Avec un soupir de désespoir sans nom, l’homme se leva et repartit sur sa jambe de bois. Profondément bouleversé, le prêtre leva la tête. Il passa la main sur ses yeux… véritablement, il avait dû rêver.
Un jeune homme, agenouillé devant le confessionnal, s’avança et avoua ses péchés. A l’un des commandements les plus importants, il hésita un instant.
« As-tu tout avoué ? » demanda le prêtre.
« Oui, tout. »
« N’as-tu rien omis, par hasard ? Réfléchis encore une fois. Tu sais qu’une mauvaise confession est un malheur terrible, qu’un confesseur n’a jamais le droit de parler de ce qui lui a été dit… Et maintenant, dis-moi, n’as-tu pas caché quelque chose quand même ? »

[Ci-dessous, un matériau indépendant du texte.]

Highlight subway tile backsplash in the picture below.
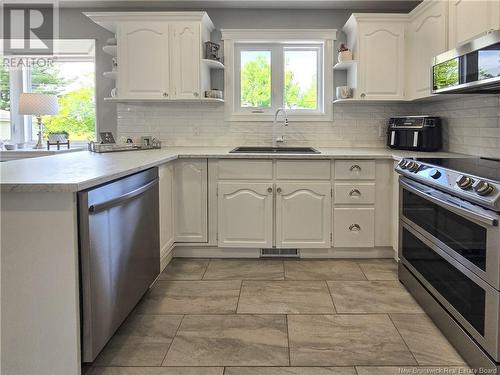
[118,95,500,158]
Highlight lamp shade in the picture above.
[19,93,59,116]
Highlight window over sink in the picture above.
[222,29,336,121]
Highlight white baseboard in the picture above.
[173,246,394,259]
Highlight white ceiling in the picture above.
[59,0,421,12]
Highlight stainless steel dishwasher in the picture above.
[78,168,160,362]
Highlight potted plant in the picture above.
[338,43,352,62]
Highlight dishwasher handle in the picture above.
[89,179,158,214]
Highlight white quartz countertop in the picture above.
[0,147,466,192]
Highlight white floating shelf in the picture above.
[102,72,118,79]
[333,60,358,70]
[102,46,118,57]
[201,59,224,69]
[104,97,224,103]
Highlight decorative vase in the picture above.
[339,51,352,62]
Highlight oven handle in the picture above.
[399,179,498,227]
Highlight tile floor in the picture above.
[85,258,466,375]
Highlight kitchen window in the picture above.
[0,40,96,145]
[222,30,335,121]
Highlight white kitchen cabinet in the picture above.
[174,159,208,243]
[170,22,201,99]
[406,0,448,99]
[333,207,375,247]
[158,163,174,259]
[276,182,332,249]
[217,182,273,248]
[117,22,170,99]
[448,0,500,49]
[343,13,407,100]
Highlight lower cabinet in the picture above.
[276,182,332,249]
[333,207,375,247]
[158,163,174,257]
[217,182,273,248]
[218,182,331,249]
[174,159,208,243]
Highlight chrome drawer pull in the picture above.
[349,224,361,232]
[349,189,361,197]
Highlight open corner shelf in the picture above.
[201,59,224,69]
[104,97,224,104]
[333,60,358,70]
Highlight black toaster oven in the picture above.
[387,116,442,151]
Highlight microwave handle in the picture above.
[399,179,498,227]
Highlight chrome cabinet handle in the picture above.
[349,224,361,232]
[349,189,361,197]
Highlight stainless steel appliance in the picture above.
[396,158,500,369]
[432,30,500,94]
[387,116,442,151]
[78,168,160,362]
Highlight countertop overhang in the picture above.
[0,147,464,193]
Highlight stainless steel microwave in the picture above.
[432,30,500,94]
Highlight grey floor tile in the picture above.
[356,366,472,375]
[285,259,366,280]
[95,314,182,366]
[390,314,465,366]
[358,259,398,280]
[158,258,208,280]
[238,281,335,314]
[137,281,241,314]
[203,259,284,280]
[92,367,224,375]
[328,281,423,314]
[224,367,356,375]
[163,315,289,366]
[288,315,417,366]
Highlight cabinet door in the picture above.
[170,22,201,99]
[174,160,208,243]
[117,22,170,99]
[358,21,405,100]
[217,182,273,248]
[449,0,500,48]
[158,163,174,257]
[407,0,448,99]
[276,182,332,249]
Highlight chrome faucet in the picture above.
[273,108,288,147]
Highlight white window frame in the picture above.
[222,29,337,121]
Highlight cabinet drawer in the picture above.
[334,183,375,204]
[276,160,331,180]
[335,160,375,180]
[218,160,273,180]
[333,208,375,247]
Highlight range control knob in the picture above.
[407,161,420,172]
[398,159,408,169]
[457,176,474,190]
[473,180,495,196]
[429,169,441,180]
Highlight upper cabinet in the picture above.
[448,0,500,48]
[86,12,220,101]
[343,13,407,100]
[406,1,448,99]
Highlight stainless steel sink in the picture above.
[229,146,321,154]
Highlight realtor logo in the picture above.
[0,0,59,55]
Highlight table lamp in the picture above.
[19,93,59,149]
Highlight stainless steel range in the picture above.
[396,158,500,370]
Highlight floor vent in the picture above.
[260,249,300,258]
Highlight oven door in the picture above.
[399,220,500,362]
[399,177,500,290]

« Comment savez-vous cela, Monsieur le Curé ? » balbutia le jeune homme.
« J’en ai eu le pressentiment. »
« Oui, j’ai dissimulé quelque chose » répondit le pénitent. « J’avais honte de l’avouer. » Puis il avoua un très grand péché.
« Dieu merci, tu as finalement été sincère » dit le prêtre, ému. « N’oublie jamais qu’une bonne confession est un grand bienfait. Tu n’as qu’à reconnaître honnêtement ta faute, et tu connais la sentence avant même d’être entré dans le confessionnal. C’est un acquittement et une grâce, voilà ce qu’est l’absolution de ta faute. Que ne donnerait le diable, pour pouvoir se confesser. »
Bouleversé, le jeune homme quitta le confessionnal. Après un moment, le Curé se leva à son tour, fit la génuflexion devant l’autel. Sous le confessionnal, un vieux maître avait dessiné, quelque cent ans auparavant, le démon. Le prêtre jeta un coup d’œil à cette peinture du diable, et il lui sembla l’entendre grincer des dents.